It had been thought that it could be built in the same way as the Suez Canal (which John and I went through on our way from Kenya to the UK in 1960) which was simply dug through at sea level from the Mediterranean to the Red Sea. However this was not going to work as the builder of the Suez Canal (De Lesseps) himself discovered. It took the Americans, under President Theodore Roosevelt, to design a series of locks on a higher-than-sea-level 'river' of water and make a huge success of building the Panama Canal as we know it today. It opened in 1914.



Ships were initially pulled along by mules as they had to turn their engines off to make the transit. This name is now given to the huge machines which beetle-like pull the huge liners and freighters through...as we shall be pulled tomorrow. The water which is continually flowing through the canal to the sea comes from the surrounding rain forest's never ending supply...unless trees are pulled down and the forest destroyed of course.
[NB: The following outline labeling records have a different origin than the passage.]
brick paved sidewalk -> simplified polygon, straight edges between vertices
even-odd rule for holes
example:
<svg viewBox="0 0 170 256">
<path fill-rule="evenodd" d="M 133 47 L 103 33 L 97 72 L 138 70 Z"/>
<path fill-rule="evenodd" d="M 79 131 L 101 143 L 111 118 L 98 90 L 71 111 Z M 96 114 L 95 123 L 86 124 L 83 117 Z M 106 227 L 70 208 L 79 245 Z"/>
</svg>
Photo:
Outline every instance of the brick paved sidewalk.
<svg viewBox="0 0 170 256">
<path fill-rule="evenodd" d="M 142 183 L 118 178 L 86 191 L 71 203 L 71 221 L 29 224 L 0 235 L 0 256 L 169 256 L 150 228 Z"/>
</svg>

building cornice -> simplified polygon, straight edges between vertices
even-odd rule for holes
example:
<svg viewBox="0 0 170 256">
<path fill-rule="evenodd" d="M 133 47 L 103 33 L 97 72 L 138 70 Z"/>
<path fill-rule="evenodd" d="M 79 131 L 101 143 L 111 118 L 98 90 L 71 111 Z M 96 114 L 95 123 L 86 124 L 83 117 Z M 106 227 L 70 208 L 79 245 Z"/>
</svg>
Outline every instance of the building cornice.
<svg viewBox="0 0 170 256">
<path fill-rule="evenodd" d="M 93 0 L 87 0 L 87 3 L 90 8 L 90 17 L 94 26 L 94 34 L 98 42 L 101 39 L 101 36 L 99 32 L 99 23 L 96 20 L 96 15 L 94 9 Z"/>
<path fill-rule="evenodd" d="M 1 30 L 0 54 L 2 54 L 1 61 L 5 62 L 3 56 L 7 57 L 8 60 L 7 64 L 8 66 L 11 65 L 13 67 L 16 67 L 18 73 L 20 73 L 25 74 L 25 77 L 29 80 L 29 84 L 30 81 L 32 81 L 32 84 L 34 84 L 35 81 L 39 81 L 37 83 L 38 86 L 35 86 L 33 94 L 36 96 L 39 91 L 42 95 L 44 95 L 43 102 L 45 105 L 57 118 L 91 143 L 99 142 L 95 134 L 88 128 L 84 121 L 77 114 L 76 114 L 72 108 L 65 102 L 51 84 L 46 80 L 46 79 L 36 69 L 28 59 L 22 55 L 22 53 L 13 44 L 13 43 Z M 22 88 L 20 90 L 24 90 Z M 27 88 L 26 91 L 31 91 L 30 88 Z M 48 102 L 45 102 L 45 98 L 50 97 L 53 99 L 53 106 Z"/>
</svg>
We have also had interesting programmes about the Canal on our TV. It looks beautiful in parts and this will be a fascinating and exciting experience for us all.



If anyone is interested you can apparently watch us going through 'live' on Webcam, which has cameras on the beginning, middle and end of the Canal. I think the lock names are Miraflores, Pedro Miguel and Gatun. We shall be on our balcony. I don't know how much will be visible but we are the third balcony from the front of the ship, 5th deck, on the Port side! We'll wave!